Мерле остановилась, как вкопанная. Серафин, наверно, ее тоже заприметил, потому что вдруг вырос прямо перед ней.

— При-вет, — отозвалась она, будто косточкой поперхнулась. — Ты тоже здесь?

— Вроде бы здесь.

— А я думала, ты сидишь дома и мечтаешь, как бы еще разок людей краской заляпать.

— Ну, нет… — Он улыбнулся. — Мы такое не каждый день совершаем. Хочешь чего-нибудь выпить?

Она оставила свой стаканчик у Юнипы и потому сказала: — Немножко сока. Пожалуйста.

Серафин повернулся и пошел к стойке с напитками. Мерле смотрела ему вслед. Ростом он немного выше нее, довольно тощий, да и все они не слишком упитанные. Кто родился в осажденном городе, тот не скоро жир нагуляет. Разве только, — подумала она с досадой, — если ты — не Руджеро и не сжираешь тайком пол-ужина в приютской кухне.

Серафин вернулся и протянул ей деревянный кубок.

— Яблочный сок, — сказал он. — Думаю, тебе понравится.

Из вежливости она отпила немного.

— Да, очень вкусный.

— Ты ведь недавно у Арчимбольдо, да?

— А ты будто не знаешь? — И тут же едва не прикусила язык. Почему надо всегда огрызаться? Неужели нельзя было просто ответить? — Больше двух недель, — добавила она.

— Вы с подругой из одного приюта?

Она затрясла головой: — Нее-а…

— Арчимбольдо что-то сделал с ее глазами.

— Она была слепая, а теперь может видеть.

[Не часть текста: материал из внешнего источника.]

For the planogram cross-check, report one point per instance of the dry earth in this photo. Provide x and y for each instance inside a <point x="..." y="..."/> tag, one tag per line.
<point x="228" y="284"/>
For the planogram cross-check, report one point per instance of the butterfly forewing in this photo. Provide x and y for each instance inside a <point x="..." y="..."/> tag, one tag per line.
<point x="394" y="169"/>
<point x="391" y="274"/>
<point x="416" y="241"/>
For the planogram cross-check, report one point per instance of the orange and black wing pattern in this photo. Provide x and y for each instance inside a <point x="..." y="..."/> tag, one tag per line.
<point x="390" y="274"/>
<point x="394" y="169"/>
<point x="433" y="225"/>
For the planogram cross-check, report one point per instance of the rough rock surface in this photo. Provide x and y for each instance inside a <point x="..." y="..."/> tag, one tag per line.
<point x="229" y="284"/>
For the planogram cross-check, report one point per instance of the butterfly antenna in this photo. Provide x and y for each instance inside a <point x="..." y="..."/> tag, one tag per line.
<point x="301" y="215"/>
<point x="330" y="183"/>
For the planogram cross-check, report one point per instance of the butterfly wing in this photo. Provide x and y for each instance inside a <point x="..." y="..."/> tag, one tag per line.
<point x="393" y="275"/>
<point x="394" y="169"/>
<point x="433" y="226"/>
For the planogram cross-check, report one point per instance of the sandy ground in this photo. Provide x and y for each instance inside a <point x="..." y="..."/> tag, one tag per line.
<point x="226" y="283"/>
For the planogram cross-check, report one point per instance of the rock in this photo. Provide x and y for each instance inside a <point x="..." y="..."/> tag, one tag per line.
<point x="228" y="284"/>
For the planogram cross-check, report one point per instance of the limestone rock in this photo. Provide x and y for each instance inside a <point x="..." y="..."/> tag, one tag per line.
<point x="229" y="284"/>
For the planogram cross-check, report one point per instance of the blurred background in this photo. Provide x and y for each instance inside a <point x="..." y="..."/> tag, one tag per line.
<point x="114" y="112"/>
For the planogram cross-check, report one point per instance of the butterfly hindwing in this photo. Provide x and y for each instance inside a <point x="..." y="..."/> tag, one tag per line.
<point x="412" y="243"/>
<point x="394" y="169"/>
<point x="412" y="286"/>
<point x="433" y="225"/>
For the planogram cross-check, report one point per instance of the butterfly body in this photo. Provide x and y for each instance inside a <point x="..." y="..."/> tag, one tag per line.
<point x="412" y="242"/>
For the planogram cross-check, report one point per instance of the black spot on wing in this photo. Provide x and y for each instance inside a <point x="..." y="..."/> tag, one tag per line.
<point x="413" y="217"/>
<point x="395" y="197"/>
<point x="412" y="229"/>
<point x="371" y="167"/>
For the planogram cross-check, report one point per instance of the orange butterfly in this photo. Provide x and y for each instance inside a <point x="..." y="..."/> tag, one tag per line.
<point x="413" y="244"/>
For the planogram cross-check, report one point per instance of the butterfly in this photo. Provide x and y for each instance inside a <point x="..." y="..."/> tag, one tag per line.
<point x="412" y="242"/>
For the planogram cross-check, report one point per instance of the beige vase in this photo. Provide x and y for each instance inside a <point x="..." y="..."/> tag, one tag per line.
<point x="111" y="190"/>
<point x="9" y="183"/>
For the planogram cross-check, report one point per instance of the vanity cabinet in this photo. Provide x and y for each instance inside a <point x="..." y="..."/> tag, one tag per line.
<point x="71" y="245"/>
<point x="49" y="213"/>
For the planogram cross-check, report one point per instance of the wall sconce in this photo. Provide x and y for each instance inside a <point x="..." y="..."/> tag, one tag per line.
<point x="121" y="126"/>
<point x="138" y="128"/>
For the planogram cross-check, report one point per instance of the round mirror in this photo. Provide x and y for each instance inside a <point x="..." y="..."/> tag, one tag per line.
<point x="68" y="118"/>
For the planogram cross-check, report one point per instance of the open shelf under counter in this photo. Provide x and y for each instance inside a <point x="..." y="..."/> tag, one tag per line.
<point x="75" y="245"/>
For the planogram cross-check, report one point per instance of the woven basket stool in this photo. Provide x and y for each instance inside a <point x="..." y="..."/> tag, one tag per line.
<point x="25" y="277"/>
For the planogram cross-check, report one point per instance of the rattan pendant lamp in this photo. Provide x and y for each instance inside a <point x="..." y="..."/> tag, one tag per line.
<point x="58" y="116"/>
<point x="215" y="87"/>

— Значит, мастер Умберто правду сказал.

— А что он сказал?

— Говорит, что Арчимбольдо — колдун.

— Так же и про Умберто говорят.

Серафин усмехнулся:

— Я в доме Умберто больше двух лет живу, а еще никакого колдовства не видел.

— Я думаю, что и Арчимбольдо тоже больше ничего не наколдует.

Оба рассмеялись немного смущенно, но не потому, что вдруг их мнение совпало, а потому, что не знали, как продолжить разговор.

— Пройдемся немного? — Серафин махнул рукой вдаль, где народу было совсем немного, а на поверхности чистой воды отражались редкие фонарики.